Similarly, you don't need a full rebuild to introduce a lot of new material to a rail car. This happens in regular maintenance cycles too.


----------



## jis (Feb 3, 2015)

cirdan said:


> jis said:
> 
> 
> > When significant rebuild from the ground up is involved, I wonder when does the resulting vehicle essentially become a new one as opposed to the old one. Suppose you rebuild a car which at the end of it has only the original ashtrays and a few frame parts in the new vehicle, is it still the old vehicle or is it a new vehicle reusing some parts from the older vehicle?
> ...


I was not thinking about normal wear and tear replacement, which over a period of time can indeed replace quite a proportion of parts.
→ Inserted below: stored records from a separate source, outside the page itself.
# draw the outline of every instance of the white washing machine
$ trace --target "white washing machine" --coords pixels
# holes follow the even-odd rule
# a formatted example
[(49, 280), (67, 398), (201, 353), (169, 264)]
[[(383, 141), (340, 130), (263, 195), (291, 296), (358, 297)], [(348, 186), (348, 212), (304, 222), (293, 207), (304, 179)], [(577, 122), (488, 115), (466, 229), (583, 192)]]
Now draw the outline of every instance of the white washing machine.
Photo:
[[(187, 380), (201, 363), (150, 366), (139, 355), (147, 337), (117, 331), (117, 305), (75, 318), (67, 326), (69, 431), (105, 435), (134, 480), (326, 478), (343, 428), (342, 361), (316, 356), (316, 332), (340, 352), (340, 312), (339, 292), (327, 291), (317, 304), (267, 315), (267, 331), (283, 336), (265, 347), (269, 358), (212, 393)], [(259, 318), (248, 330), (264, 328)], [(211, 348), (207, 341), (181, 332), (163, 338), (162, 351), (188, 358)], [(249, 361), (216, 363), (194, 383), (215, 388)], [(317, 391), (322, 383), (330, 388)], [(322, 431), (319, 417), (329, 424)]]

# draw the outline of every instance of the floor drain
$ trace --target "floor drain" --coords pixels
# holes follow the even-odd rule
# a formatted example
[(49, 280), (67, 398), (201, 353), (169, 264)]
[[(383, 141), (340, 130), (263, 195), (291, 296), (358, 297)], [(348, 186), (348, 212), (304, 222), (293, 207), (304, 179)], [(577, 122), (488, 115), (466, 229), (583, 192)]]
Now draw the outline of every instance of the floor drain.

I was thinking more in terms of rebuilding after a complete strip down as is done with many restored cars.


----------



## FriskyFL (Feb 4, 2015)

Tokkyu40 said:


> jis said:
> 
> 
> > When significant rebuild from the ground up is involved, I wonder when does the resulting vehicle essentially become a new one as opposed to the old one. Suppose you rebuild a car which at the end of it has only the original ashtrays and a few frame parts in the new vehicle, is it still the old vehicle or is it a new vehicle reusing some parts from the older vehicle?
> ...


The " Ship of Theseus" paradox...does a ship that has had all of its original parts replaced remain the same ship?

http://en.m.wikipedia.org/wiki/Ship_of_Theseus


----------



## jis (Feb 4, 2015)

Even more confusing is when the name of a ship is just transferred to another one of like design. This has happened quite a bit for airliner. Makes it difficult to keep track of things unless you are able tot rack down tail number and chassis numbers of aircraft.

Then there were all those SDP40Fs that got converted to whatever else. That was hard to keep track of.


----------